A small 3/8" right angle corded drill motor is usually pretty comfortable for that type of operation. I am sure these new self-tapping screws are pretty good but I prefer the sureness of knowing I am not just forcing a screw into the material.
It is faster to hold the two parts together with a couple of staples... Then drill the screw holes with clearance, pilot and countersink machining all in one bit. Or use self tapping screws.
To the original questioner: We tried what you are asking with a Delta manual line borer. Used 5mm on the end panels. You need to change the bits to a 5mm panel drilling pointed bit. This will give you the ability to run through the mel without too much blowout. Worked great. I quickly upgraded to a ptp.
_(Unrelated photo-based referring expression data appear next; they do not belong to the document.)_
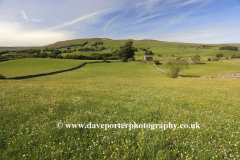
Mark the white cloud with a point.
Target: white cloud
(36, 20)
(27, 19)
(24, 16)
(16, 35)
(76, 20)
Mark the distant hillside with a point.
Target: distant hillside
(16, 48)
(153, 44)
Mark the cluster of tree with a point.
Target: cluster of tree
(196, 59)
(97, 43)
(233, 48)
(149, 52)
(94, 56)
(143, 49)
(74, 45)
(219, 55)
(54, 54)
(234, 56)
(125, 52)
(4, 52)
(175, 66)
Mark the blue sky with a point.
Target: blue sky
(42, 22)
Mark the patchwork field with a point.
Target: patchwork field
(113, 93)
(28, 66)
(207, 69)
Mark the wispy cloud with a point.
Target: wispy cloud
(76, 20)
(24, 16)
(27, 19)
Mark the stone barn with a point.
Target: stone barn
(148, 58)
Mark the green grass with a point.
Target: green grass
(206, 69)
(28, 66)
(112, 93)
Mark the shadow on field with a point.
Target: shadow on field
(199, 63)
(193, 76)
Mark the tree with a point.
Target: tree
(149, 52)
(176, 66)
(196, 59)
(126, 51)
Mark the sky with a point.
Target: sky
(43, 22)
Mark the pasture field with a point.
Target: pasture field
(207, 69)
(28, 66)
(113, 93)
(158, 47)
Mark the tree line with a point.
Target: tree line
(122, 53)
(233, 48)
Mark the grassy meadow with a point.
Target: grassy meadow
(121, 93)
(29, 66)
(112, 93)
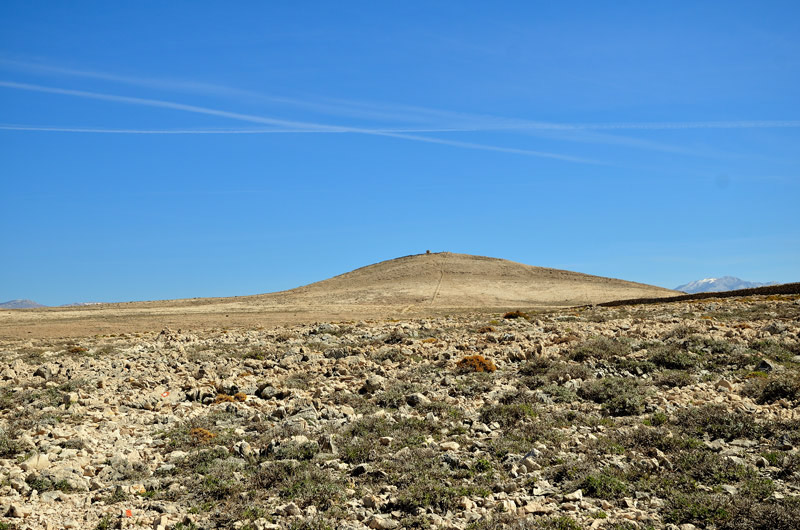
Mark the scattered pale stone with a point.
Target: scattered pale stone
(574, 496)
(36, 462)
(381, 523)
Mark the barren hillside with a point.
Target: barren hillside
(420, 285)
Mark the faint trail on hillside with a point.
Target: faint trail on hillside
(439, 284)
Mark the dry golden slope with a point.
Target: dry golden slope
(412, 285)
(448, 280)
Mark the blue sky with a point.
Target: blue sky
(153, 150)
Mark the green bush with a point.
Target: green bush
(618, 395)
(671, 357)
(604, 486)
(598, 348)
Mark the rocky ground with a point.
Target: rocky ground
(676, 415)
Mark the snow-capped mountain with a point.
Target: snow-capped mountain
(716, 285)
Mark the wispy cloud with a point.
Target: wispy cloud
(101, 130)
(456, 121)
(291, 124)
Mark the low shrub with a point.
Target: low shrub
(673, 358)
(619, 396)
(598, 348)
(475, 363)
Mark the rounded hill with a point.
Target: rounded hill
(448, 280)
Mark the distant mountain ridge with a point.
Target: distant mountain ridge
(20, 304)
(717, 285)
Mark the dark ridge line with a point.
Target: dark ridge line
(786, 288)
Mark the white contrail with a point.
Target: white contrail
(759, 124)
(89, 130)
(466, 121)
(279, 122)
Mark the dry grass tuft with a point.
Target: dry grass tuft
(476, 363)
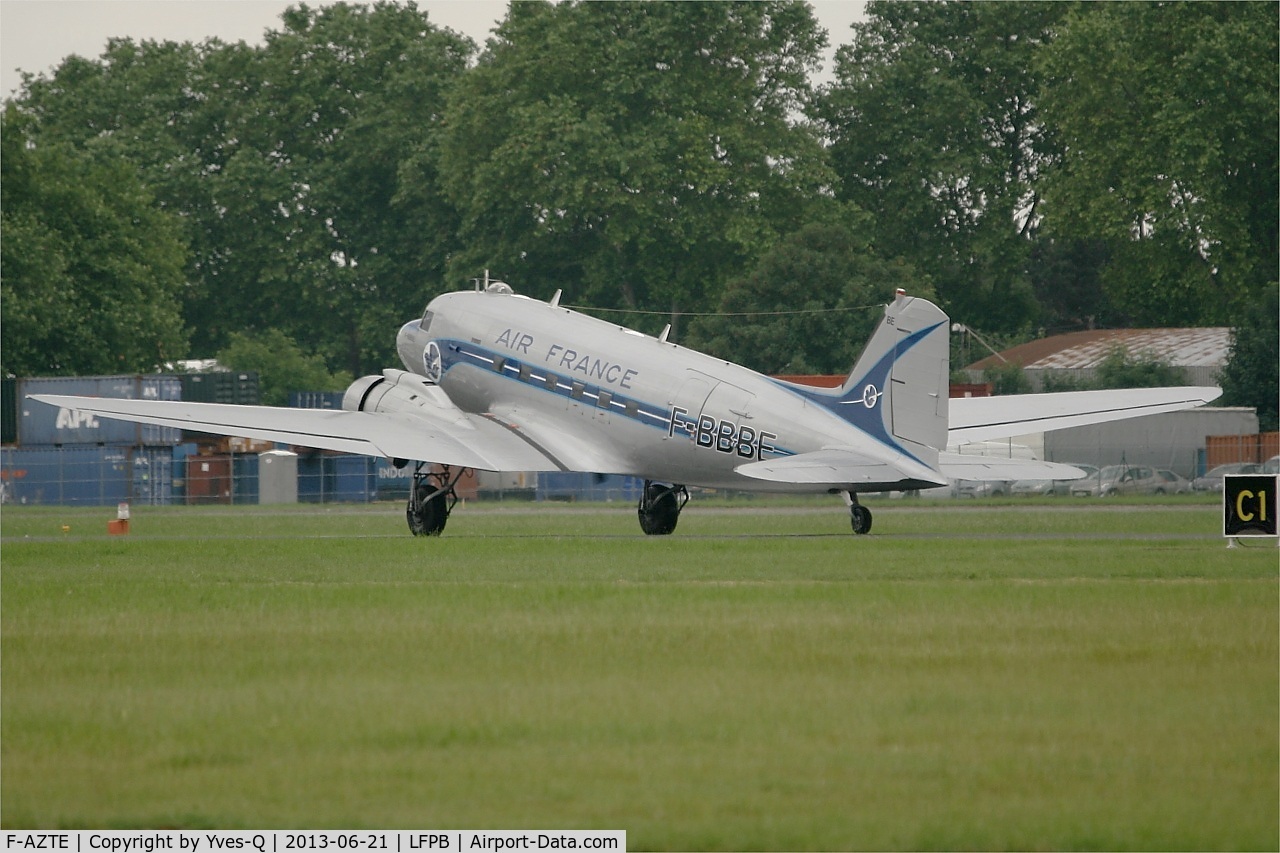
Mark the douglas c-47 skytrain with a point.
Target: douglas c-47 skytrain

Have you looked into used construction borers? I know someone who bought a couple for 4k. One is set up for case/panel ends, the other case shelves... Uses 2 8mm bits and 2 5mm bits spaced at 64mm (? - not real sure) at right side and left side respectively, 4 dowels per box, 4 confirmats per box. The interval setup allows to leave everything in place and not move anything between walls and base pieces.
I am actually looking for used ones also. Although I have a ptp, it has gone down and man it is a mess when it does, and clients want their cabs.
I am looking to set up the const borers, the line borer (have it), and an old hinger that I can swivel head around for hinge hole plates placement. The above system is a low dollar backup.
I used the nail/pre-drill system for 10 years and hated every minute of it, but I have a suggestion that got me through - get the nib/auger pointed screws as listed and pre-drill with 1/8 bit no counter, nail the cases together with 1 1/2 nails and build in runs of four. Built 185 cases this way - the drawers were hell.
Another suggestion: we notch our cab backs in at 1", leaving a 3/4" offset for cleat. We pocket these in and sometimes just nail them in for bases. This really helps and takes some of the frustration out of squaring up the boxes.